APÓS um mandato presidencial em que registrou seguidas crises econômicas, o estouro da hiperinflação e uma controvertida moratória da nossa dívida externa, Sarney criou condições para que o País se encantasse com um "caçador de marajás", Fernando Collor de Mello (PTB-AL), na eleição presidencial de 1989. Isso acabou lhe custando um breve período - os dois anos e sete meses de Collor na Presidência da República (1990-92) - distante do poder. Mas logo em seguida, já em fins de 1992, com Itamar Franco (PPS-MG) na Presidência da República, o senador Sarney estava novamente na situação.

PARALELAMENTE, o clã Sarney consolidava seu poderio econômico, com um complexo de negócios cuja face mais visível é o Sistema Mirante de Comunicação, o maior grupo privado de comunicação do Maranhão, proprietário de emissoras de TV e de rádio e do Jornal O Estado do Maranhão.
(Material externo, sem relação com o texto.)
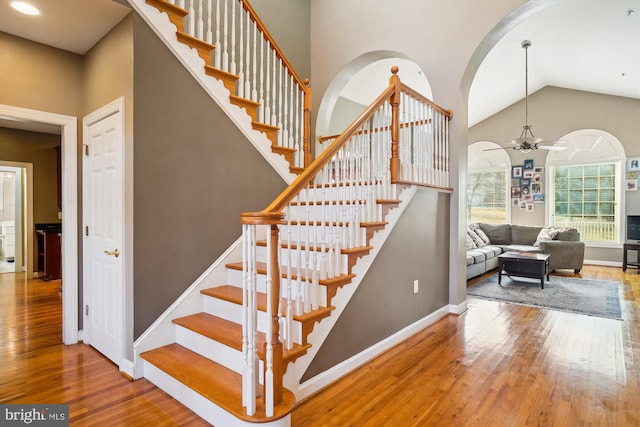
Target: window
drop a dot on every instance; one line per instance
(487, 183)
(585, 186)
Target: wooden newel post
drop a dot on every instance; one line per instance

PORÉM, a completa simbiose do senador maranhense eleito pelo Amapá com o Poder Central ocorreu a partir da chegada do lulo-petismo a Presidência da República deste grande e bobo País. Imune a pruridos éticos, Luiz Inácio da Silva (PT-SP) não demorou em transformar aquele que fora um dos alvos preferenciais de seus ataques, quando na Oposição, em um aliado indispensável. O primeiro grande serviço prestado pelo senador Sarney ao novo amigo ocorreu quando estourou o escândalo do Mensalão empreendido pelo delubiovalerioduto petista sob o comando do então comissário e ministro-chefe da Casa Civil da Presidência da República, José Dirceu (PT-SP) em 2004, e Sarney ajudou a convencer a Oposição de que Luiz Inácio da Silva deveria ser preservado. A recompensa veio em 2009, quando Sarney ocupava pela terceira vez a presidência do Senado Federal e estourou uma série de escândalos na administração daquela Casa. Foram, então, apresentados 11 pedidos de cassação de seu mandato à Comissão de Ética do Senado Federal. E Luiz Inácio da Silva acionou sua tropa de choque no Congresso Nacional e dessa vez o preservado foi Sarney.
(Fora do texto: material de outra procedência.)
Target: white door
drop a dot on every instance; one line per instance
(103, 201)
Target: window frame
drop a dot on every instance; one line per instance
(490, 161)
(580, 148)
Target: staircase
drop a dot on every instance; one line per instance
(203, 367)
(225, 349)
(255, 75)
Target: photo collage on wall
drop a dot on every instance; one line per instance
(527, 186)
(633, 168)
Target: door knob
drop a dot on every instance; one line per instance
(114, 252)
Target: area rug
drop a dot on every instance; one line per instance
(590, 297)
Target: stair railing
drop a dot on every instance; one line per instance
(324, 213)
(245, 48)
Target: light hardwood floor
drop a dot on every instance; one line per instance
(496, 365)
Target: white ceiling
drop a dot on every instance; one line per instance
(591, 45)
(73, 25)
A ESSA altura até a mídia internacional já se tinha dado conta do que representava o homem forte do governo Luiz Inácio da Silva (2003-10). Logo após sua terceira eleição para a presidência do Senado Federal, em 2009, Sarney foi o protagonista de ampla reportagem da revista inglesa The Economist. Sob o título Onde os dinossauros ainda vagam, a matéria assinada pelo jornalista John Prideaux classificava o evento como uma "vitória do semifeudalismo".

INABALÁVEL, o eterno governista disse que fará mais um "sacrifício pessoal", ficando mais dois anos na presidência do Senado Federal. Como se não tivesse sido o principal personagem do escândalo dos "atos secretos", afirmou, ainda impávido, que "a ética, para mim, não tem sido só palavras, mas exemplo de vida inteira". Só se emocionou, chegando às lágrimas, quando lembrou que este será o seu último mandato legislativo.